Written between 2012 and 2020, and based on the experiences and murder of the former FSB officer and political activist Alexander Litvinenko, it was intended for a premiere at Grange Park Opera in 2020, but this was delayed by the COVID-19 epidemic until 2021.
Alexander Litvinenko was a Russian former FSB officer turned political dissident, who moved to London in 2000 and was murdered there in December 2006.
Bolton, who until his retirement in 2014 was a finance executive and an amateur composer, purchased in 2012 the opera rights to the biography by Litvinenko's wife Marina Death of a Dissident, after reading the book and meeting the author.

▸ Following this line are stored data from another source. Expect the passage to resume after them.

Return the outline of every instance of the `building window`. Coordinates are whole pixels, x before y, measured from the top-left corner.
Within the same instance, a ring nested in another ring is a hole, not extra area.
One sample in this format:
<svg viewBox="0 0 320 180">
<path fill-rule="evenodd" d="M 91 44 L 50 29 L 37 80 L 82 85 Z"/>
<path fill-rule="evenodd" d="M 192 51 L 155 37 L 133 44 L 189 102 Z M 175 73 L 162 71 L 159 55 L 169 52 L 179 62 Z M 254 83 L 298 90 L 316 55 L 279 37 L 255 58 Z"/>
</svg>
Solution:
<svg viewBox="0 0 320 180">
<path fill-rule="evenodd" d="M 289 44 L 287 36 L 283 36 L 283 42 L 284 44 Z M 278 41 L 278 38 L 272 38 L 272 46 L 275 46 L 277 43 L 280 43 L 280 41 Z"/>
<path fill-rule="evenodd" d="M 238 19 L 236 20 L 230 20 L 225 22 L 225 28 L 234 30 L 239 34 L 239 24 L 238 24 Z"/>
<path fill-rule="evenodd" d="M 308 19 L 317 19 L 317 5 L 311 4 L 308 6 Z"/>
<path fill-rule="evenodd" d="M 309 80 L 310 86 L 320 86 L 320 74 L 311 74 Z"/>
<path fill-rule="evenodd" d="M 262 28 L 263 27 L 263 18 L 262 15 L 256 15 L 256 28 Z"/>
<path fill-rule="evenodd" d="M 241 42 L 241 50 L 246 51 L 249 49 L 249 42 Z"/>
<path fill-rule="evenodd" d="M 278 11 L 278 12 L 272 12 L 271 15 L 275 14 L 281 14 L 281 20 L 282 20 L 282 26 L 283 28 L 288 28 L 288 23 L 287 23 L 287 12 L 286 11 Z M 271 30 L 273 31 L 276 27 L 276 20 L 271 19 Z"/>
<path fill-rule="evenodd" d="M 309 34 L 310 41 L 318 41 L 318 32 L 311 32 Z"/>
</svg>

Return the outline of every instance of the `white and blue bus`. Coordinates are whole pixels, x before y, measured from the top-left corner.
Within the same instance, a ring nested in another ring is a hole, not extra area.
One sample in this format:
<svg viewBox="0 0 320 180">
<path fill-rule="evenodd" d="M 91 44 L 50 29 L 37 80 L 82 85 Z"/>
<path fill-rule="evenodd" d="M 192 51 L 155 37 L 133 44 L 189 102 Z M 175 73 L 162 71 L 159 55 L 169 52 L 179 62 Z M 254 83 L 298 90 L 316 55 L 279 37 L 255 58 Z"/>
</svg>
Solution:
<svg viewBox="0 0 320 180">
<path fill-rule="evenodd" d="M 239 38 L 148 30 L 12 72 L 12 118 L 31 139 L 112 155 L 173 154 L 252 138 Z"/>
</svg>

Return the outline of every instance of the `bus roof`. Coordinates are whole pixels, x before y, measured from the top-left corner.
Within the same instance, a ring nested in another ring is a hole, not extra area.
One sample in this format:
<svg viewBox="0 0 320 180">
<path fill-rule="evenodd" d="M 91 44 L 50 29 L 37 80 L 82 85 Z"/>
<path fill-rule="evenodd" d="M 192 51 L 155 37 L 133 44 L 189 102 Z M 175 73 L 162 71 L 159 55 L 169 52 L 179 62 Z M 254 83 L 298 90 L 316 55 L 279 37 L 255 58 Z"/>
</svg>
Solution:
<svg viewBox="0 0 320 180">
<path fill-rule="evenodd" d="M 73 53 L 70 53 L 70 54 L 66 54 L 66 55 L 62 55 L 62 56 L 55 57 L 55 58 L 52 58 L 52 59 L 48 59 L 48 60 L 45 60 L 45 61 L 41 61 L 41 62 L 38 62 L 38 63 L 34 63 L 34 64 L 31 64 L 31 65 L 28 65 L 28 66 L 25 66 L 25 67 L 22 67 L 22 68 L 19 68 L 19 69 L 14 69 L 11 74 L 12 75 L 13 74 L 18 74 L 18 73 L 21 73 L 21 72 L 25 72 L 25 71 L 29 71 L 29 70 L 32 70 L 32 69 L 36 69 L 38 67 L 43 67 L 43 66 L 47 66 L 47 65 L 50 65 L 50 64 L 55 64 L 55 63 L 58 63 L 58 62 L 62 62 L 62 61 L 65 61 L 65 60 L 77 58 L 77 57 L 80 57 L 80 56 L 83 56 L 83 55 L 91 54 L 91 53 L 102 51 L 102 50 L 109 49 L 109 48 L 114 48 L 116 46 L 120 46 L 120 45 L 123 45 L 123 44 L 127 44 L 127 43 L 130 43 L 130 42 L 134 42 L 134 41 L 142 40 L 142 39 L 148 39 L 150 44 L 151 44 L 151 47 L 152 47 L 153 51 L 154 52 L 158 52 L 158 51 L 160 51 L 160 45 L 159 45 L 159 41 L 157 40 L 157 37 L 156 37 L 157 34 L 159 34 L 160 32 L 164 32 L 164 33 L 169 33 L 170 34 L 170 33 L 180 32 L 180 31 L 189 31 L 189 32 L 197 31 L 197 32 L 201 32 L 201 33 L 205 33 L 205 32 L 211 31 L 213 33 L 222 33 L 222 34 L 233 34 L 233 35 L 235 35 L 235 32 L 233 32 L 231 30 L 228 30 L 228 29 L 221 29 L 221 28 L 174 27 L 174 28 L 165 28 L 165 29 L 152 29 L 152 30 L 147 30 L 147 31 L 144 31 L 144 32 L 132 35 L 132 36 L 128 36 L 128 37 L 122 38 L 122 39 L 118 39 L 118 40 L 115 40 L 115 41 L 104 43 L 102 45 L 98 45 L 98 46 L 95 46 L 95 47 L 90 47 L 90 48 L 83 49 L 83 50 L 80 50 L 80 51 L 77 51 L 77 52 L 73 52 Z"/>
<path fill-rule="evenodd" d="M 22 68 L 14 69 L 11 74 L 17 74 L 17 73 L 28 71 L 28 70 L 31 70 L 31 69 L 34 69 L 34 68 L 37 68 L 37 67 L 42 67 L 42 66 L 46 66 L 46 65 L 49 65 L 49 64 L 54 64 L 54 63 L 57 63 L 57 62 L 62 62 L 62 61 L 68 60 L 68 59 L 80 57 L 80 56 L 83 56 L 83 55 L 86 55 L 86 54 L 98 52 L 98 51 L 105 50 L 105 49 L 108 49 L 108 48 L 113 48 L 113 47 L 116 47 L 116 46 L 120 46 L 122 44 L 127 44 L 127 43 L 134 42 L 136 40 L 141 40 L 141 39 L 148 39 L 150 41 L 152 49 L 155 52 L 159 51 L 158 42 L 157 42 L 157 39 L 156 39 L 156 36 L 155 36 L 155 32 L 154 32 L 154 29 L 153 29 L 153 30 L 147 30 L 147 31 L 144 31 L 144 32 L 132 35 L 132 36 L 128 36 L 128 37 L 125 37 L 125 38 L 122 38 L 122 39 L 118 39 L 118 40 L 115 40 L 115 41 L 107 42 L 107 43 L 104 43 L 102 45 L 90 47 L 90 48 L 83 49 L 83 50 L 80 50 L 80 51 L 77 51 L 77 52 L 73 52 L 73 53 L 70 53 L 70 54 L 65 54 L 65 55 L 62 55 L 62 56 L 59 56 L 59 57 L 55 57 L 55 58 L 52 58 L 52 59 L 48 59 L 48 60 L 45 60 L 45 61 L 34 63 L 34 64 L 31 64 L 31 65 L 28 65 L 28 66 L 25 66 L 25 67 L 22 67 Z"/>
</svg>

A variety of scenes include: Litvinenko and his wife reminiscing on their six years of life in Britain and his former work with the FSB; the siege of the Dubrovka Theatre in Moscow in 2002, and the reporting of the event by the reporter Anna Politkovskaya; Litvinenko's experiences in Chechnya during the Second Chechen War; his refusal when ordered to assassinate the oligarch Boris Berezovsky; and his public exposure on Russian TV of state corruption.
In The Times, Richard Morrison's review was headed "A worthy tale of murder and mayhem - shame about the music", calling the score "drearily atonal" and complaining that Hesketh-Harvey's libretto was "stodgy".